Capt. John Alexander Humbird became the first Spokane soldier to earn the Distinguished Service Cross for “extraordinary heroism in action.”
The War Department’s citation said that Capt. Humbird led a group of men “through barbed wire entanglements in the face of machine gun fire and hand grenades” and “cleaned out a trench, capturing a strong enemy machine gun emplacement and its entire crew.”
U.S. forces subsequently captured the French town of Marcheville. Capt. Humbird then organized a machine gun position and antiaircraft gun position under heavy fire. When German forces briefly recaptured Marcheville, Capt. Humbird led his platoon in the counterattack.
Because of his extraordinary performance, he was given a battlefield promotion from first lieutenant to captain. The medal citation also noted his courage and performance at Chateau Thierry.
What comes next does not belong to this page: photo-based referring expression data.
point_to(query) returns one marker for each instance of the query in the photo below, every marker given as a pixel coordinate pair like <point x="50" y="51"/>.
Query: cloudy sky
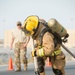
<point x="12" y="11"/>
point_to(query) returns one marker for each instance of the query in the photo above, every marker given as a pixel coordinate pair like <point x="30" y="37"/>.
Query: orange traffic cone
<point x="48" y="62"/>
<point x="10" y="64"/>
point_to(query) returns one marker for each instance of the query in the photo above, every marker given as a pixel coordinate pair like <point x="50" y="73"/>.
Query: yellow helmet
<point x="30" y="24"/>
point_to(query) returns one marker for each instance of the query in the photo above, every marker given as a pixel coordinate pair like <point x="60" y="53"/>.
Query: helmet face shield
<point x="30" y="24"/>
<point x="27" y="33"/>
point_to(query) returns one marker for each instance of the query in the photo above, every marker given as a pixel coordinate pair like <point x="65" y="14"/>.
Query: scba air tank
<point x="56" y="27"/>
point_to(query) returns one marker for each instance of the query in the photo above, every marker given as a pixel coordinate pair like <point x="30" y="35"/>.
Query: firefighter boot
<point x="43" y="73"/>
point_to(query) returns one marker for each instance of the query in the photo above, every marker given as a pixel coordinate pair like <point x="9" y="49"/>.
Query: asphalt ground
<point x="70" y="70"/>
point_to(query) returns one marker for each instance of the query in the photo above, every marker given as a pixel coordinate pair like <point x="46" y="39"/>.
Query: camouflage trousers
<point x="20" y="55"/>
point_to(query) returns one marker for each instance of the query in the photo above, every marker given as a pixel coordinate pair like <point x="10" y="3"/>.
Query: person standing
<point x="46" y="45"/>
<point x="19" y="43"/>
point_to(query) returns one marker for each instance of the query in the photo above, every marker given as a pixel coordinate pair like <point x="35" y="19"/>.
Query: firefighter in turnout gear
<point x="19" y="43"/>
<point x="45" y="46"/>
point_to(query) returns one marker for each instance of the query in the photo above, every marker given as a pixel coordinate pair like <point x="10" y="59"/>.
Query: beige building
<point x="70" y="43"/>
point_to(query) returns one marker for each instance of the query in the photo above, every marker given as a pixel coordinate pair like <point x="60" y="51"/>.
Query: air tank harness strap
<point x="57" y="52"/>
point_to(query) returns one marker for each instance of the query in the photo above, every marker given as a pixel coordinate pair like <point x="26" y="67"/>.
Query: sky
<point x="12" y="11"/>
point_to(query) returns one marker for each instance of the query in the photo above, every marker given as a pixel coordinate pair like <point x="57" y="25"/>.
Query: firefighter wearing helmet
<point x="33" y="26"/>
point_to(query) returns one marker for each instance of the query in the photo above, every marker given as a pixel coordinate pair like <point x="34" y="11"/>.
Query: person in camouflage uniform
<point x="19" y="42"/>
<point x="33" y="26"/>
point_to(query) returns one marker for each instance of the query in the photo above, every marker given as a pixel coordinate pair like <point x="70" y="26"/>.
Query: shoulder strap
<point x="57" y="38"/>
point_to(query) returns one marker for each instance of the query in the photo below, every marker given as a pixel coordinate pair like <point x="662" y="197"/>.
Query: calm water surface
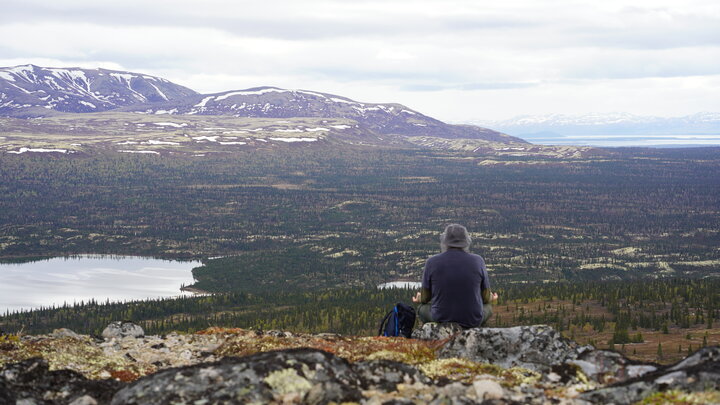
<point x="68" y="280"/>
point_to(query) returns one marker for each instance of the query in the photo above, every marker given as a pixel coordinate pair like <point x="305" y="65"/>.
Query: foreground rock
<point x="309" y="375"/>
<point x="522" y="365"/>
<point x="31" y="382"/>
<point x="698" y="373"/>
<point x="533" y="347"/>
<point x="122" y="329"/>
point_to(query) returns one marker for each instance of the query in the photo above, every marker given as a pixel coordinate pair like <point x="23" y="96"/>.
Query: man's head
<point x="455" y="236"/>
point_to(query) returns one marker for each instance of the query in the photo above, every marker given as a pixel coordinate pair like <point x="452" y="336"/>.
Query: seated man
<point x="455" y="286"/>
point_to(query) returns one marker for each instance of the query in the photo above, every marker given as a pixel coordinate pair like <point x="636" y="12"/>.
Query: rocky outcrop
<point x="309" y="375"/>
<point x="697" y="373"/>
<point x="437" y="331"/>
<point x="521" y="365"/>
<point x="607" y="367"/>
<point x="122" y="329"/>
<point x="533" y="347"/>
<point x="31" y="382"/>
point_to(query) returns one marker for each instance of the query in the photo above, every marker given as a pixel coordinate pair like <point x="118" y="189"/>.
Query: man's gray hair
<point x="456" y="236"/>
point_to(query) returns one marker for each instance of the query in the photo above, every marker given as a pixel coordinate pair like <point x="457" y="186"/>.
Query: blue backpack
<point x="398" y="322"/>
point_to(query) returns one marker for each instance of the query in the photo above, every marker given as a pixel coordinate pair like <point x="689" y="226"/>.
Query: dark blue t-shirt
<point x="455" y="279"/>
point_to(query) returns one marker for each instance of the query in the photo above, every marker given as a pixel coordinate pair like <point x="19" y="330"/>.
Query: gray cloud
<point x="521" y="53"/>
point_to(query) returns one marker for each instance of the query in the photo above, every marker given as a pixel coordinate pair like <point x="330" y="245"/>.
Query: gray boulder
<point x="436" y="331"/>
<point x="31" y="382"/>
<point x="537" y="347"/>
<point x="698" y="372"/>
<point x="307" y="375"/>
<point x="65" y="333"/>
<point x="121" y="329"/>
<point x="385" y="375"/>
<point x="610" y="367"/>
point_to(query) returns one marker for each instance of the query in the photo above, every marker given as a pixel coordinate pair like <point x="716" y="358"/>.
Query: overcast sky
<point x="455" y="60"/>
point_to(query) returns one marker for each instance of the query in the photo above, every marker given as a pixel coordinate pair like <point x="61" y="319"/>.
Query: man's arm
<point x="425" y="296"/>
<point x="488" y="296"/>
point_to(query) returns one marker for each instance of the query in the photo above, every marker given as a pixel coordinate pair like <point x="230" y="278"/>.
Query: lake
<point x="649" y="141"/>
<point x="73" y="279"/>
<point x="401" y="284"/>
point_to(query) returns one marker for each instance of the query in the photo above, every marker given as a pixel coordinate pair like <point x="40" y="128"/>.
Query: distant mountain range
<point x="31" y="91"/>
<point x="531" y="126"/>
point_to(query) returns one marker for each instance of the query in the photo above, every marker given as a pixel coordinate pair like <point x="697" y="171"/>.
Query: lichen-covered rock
<point x="308" y="375"/>
<point x="608" y="367"/>
<point x="697" y="373"/>
<point x="31" y="381"/>
<point x="386" y="375"/>
<point x="437" y="331"/>
<point x="536" y="347"/>
<point x="121" y="329"/>
<point x="65" y="333"/>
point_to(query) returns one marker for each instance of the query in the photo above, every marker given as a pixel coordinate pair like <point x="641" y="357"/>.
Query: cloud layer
<point x="456" y="60"/>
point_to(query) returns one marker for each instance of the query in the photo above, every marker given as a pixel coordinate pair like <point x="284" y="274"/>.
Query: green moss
<point x="464" y="370"/>
<point x="677" y="397"/>
<point x="287" y="381"/>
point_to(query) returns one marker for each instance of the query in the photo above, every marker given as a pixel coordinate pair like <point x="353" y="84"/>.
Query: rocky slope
<point x="529" y="364"/>
<point x="29" y="90"/>
<point x="33" y="91"/>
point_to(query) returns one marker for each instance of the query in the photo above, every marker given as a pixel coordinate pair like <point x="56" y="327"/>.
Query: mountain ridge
<point x="606" y="124"/>
<point x="29" y="91"/>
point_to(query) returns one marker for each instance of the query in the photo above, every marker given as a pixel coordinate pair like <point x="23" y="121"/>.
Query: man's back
<point x="455" y="279"/>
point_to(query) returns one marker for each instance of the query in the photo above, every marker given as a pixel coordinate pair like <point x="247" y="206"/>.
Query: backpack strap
<point x="397" y="322"/>
<point x="384" y="321"/>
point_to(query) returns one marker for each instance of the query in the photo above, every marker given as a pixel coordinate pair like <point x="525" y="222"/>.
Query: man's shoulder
<point x="443" y="255"/>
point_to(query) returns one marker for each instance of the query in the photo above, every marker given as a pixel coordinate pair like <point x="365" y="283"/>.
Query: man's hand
<point x="416" y="298"/>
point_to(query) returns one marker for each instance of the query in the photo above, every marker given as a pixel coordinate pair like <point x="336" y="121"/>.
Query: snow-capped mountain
<point x="30" y="90"/>
<point x="273" y="102"/>
<point x="606" y="124"/>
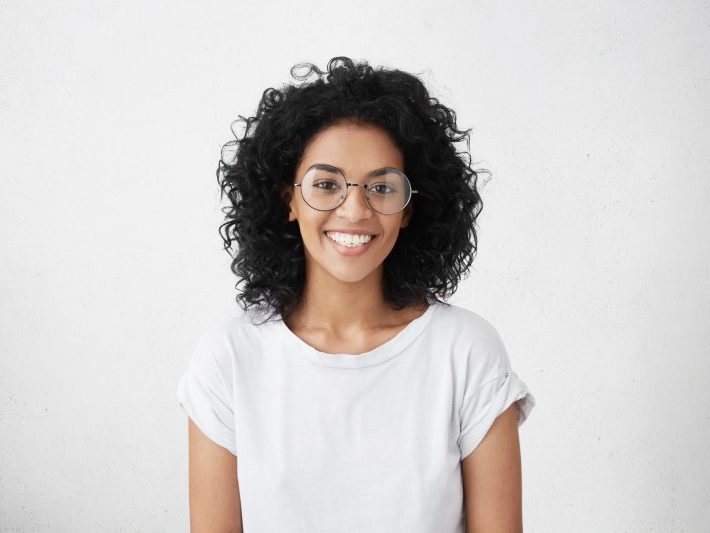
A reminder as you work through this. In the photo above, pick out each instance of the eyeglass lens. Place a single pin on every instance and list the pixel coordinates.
(324, 189)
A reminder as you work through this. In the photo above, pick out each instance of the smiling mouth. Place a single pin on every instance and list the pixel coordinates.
(350, 244)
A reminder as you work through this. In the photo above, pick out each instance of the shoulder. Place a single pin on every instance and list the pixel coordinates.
(476, 344)
(467, 326)
(233, 336)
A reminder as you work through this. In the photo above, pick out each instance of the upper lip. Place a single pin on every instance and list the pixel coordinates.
(351, 231)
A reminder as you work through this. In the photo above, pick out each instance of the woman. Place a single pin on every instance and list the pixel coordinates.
(345, 396)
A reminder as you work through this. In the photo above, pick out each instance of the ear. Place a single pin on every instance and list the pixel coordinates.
(286, 194)
(407, 217)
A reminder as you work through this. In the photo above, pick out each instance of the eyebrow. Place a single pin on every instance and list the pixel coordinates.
(332, 168)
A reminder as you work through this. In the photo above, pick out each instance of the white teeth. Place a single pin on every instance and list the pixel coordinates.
(346, 239)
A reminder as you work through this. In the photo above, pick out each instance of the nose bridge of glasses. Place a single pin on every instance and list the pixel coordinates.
(360, 189)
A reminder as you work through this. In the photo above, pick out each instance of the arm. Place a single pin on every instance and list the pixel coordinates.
(492, 479)
(215, 505)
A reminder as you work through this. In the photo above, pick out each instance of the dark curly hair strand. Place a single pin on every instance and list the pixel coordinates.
(431, 255)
Capt. Humbird, 30, worked in his father’s lumber operations in North Idaho before he was commissioned into the Army. He lived in Sandpoint for several years before moving to Spokane, where he planned to return after demobilization.
From the flu beat: City health officer Dr. J.B. Anderson reiterated his pledge to keep the partial ban on public gatherings in place until at least January.
Theater owners were gathering signatures on petitions to end the ban, but Dr. Anderson declared that these petitions “will come to naught.”
“There will be no Christmas or New Year’s celebrations this year if I can stop them,” he said.